Racial makeup (2011)
- • Black African: 89.9%
- • Coloured: 0.9%
- • Indian/Asian: 0.2%
- • White: 9.1%

First languages (2011)
- • Tswana: 19.2%
- • Zulu: 15.1%
- • Sotho: 10.1%
- • English: 8.4%
- • Other: 47.1%
- Time zone: UTC+2 (SAST)
- Postal code (street): 1747
- PO box: 1739
- Area code: 011

= Muldersdrift =

Muldersdrift, in the Gauteng Province of South Africa, is a picturesque rural area situated 27 km north-west of Johannesburg, between Johannesburg and the Magaliesberg mountain range. The area falls under the West Rand District Municipality, and is part of the Mogale City Local Municipality.
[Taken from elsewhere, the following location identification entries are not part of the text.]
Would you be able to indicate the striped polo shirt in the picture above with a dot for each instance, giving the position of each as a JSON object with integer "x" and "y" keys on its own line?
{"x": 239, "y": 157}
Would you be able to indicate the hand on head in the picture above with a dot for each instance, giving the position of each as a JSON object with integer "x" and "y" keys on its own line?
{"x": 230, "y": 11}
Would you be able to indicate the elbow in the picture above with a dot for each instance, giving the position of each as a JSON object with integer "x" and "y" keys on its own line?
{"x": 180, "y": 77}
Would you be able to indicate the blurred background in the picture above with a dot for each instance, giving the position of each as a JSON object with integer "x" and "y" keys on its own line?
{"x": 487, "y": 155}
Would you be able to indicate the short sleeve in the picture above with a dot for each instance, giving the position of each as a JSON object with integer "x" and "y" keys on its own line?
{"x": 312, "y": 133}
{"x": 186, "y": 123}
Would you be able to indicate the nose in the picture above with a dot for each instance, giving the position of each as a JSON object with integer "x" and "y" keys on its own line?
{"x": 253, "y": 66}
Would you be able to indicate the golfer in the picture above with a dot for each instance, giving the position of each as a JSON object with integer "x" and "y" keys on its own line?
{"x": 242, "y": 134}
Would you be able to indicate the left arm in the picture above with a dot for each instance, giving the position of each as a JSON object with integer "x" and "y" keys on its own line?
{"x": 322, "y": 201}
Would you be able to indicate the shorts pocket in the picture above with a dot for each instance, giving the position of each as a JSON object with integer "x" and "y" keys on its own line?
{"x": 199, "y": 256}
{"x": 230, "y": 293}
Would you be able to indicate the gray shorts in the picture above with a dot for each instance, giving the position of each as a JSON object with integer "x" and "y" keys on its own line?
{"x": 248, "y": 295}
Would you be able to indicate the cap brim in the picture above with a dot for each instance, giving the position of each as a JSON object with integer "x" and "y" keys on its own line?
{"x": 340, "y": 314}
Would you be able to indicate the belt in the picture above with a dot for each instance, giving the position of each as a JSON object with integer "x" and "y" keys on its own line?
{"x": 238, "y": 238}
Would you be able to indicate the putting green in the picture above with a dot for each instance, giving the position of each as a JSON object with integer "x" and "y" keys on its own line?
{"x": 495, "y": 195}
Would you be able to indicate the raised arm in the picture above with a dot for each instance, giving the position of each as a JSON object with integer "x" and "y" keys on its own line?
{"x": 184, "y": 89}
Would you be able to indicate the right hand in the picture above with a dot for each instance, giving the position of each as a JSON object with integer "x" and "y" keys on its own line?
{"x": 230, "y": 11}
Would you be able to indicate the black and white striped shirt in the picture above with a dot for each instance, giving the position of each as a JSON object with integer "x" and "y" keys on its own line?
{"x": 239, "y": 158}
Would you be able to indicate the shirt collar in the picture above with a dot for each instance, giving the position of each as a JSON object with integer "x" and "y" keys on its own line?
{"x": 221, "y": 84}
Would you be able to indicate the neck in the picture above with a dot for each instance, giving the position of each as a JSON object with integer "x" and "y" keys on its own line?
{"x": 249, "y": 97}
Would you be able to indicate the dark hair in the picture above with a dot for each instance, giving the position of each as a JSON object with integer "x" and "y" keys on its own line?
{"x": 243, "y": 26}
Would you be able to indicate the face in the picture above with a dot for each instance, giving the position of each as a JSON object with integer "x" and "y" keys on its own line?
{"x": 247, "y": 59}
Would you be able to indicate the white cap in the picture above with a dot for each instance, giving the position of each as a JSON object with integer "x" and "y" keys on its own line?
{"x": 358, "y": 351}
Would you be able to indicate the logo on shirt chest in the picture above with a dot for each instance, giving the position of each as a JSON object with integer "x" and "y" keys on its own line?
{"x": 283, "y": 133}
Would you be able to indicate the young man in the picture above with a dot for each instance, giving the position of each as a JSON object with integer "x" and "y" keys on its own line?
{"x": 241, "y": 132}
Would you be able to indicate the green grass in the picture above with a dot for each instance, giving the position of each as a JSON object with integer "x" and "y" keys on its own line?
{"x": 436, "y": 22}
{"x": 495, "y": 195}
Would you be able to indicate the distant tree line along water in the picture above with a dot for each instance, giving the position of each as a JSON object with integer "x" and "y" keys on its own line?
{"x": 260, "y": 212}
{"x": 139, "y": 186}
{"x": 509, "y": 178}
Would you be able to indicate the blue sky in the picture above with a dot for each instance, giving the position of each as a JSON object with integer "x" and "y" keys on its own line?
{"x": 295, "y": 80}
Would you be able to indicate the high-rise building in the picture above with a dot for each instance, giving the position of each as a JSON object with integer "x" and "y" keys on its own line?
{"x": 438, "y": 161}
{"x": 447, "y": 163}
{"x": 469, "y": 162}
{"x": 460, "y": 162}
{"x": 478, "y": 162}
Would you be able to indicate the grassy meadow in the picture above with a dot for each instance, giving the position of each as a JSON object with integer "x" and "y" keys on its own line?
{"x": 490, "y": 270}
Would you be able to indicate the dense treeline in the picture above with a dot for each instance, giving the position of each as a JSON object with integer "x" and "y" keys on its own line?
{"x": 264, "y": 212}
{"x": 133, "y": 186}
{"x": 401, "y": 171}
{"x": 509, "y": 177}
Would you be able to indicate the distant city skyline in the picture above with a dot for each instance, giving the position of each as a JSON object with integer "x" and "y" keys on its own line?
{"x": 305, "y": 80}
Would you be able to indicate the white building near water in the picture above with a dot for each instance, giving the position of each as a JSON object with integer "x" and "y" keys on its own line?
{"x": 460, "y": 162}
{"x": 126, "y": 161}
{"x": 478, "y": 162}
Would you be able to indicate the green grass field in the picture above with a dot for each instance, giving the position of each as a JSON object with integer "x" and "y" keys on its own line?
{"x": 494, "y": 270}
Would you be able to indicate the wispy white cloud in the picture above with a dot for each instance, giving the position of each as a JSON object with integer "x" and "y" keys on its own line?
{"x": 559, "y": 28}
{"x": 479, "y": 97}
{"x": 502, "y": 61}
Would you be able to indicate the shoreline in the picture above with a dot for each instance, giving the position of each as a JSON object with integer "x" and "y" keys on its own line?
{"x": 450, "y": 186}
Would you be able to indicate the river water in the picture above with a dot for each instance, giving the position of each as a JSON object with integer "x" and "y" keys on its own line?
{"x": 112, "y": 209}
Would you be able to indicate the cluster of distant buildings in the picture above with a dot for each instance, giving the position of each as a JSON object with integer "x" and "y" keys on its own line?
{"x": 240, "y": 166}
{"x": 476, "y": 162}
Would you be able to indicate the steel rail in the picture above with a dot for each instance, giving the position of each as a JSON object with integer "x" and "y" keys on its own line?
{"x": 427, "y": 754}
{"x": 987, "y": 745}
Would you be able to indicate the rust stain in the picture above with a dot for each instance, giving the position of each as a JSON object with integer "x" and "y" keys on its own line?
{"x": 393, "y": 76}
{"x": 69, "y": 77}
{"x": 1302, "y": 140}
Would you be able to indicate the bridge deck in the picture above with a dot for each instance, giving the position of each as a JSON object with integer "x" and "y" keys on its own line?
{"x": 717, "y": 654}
Located in the Kromdraai Valley and on the Crocodile River, Muldersdrift forms part of the Crocodile Ramble, a scenic tourist route generally regarded as the most popular of all the craft routes around South Africa. Muldersdrift is the gateway to the West Rand, and forms part of Cradle of Humankind World Heritage Site.

==History==
Muldersdrift is found on a drift, a ford offering a safe crossing point of the Crocodile River. The river crossing point was on an old wagon route that lead from Pretoria in the north-east to Potchefstroom in the south-west. The area was said to have been settled in 1840s as farmland and the area acquired its name in 1866 after the Mulder family when they camped close to the river when they were unable to across the drift due to flooding. The spot would soon become an outspan (resting spot) site for horse and oxen on the wagon route and would attract a postmaster long before the discovery of gold on the Witwatersrand.

==Places of interest==
With its wealth of tourism establishments and more than 40 wedding venues and conference centres, It is often referred to as the "wedding capital" of Gauteng.
Home to numerous small farms, smallholdings and nurseries, the area has acquired a reputation for being an arts and cultural hub with a number of home craft industries with a number of potters, artists, brewers, and astronomers based in the area.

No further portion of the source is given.